Under current regulations, an Act of Parliament suspending the Road Traffic Act must take place for roads to be closed for motor racing. While local councils can authorise a variety of sports and leisure events, they are unable to circumvent speed limit, vehicle roadworthiness and traffic signal regulations. Under the new plans, councils all over the country will be given the power to close roads and remove speed limits to allow motor racing to take place, as long as sufficient considerations are given to safety requirements.

David Cameron also commented upon the beneficial effect to both the UK and local economies of supporting the country's motor sport industry. It is believed that communities where motor sport events are held could potentially earn £40 million in five years and the Prime Minister cited the government's support of the growing motor racing industry as part of a long term economic programme.

The recent staging of this year's Tour de France three stage race in the UK was given as an example of the country's enthusiasm for road racing, with turnout at the event thought to have topped 3.5 million spectators. Some 20 major motor sporting events could be held in British streets every year, according to industry experts.

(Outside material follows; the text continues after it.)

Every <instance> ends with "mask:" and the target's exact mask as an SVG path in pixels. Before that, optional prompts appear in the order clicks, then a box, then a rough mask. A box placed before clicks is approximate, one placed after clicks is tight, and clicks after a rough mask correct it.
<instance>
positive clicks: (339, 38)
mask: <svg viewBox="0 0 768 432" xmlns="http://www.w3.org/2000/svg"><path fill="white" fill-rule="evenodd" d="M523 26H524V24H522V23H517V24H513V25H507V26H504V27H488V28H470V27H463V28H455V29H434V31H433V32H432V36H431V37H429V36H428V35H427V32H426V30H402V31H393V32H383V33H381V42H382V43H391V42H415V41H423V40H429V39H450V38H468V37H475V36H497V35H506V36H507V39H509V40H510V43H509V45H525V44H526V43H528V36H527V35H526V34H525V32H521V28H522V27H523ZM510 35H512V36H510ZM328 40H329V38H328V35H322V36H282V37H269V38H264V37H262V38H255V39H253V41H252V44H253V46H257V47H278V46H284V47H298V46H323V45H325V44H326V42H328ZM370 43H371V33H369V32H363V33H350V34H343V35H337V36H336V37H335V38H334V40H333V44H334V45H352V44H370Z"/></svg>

The new legislation means one of these could be the much talked about London Grand Prix, taking place on the capital's streets as is done in Monaco. F1 cars could fly down The Mall, traversing Parliament Square and speed past Buckingham Palace. F1 supremo, Bernie Ecclestone, has been an open supporter of the idea.

The British and World Touring Car Championships could in future take place on UK city roads in the style of the Birmingham Superprix races, held from 1986-1991. The country roads of Wales or even the streets of Cardiff could one day host the Welsh Rally GB.

There is also hope that local motor racing clubs could hold independent sprint and rally races, helping to further increase the popularity of motor racing in Britain and attract visitors to the areas in question.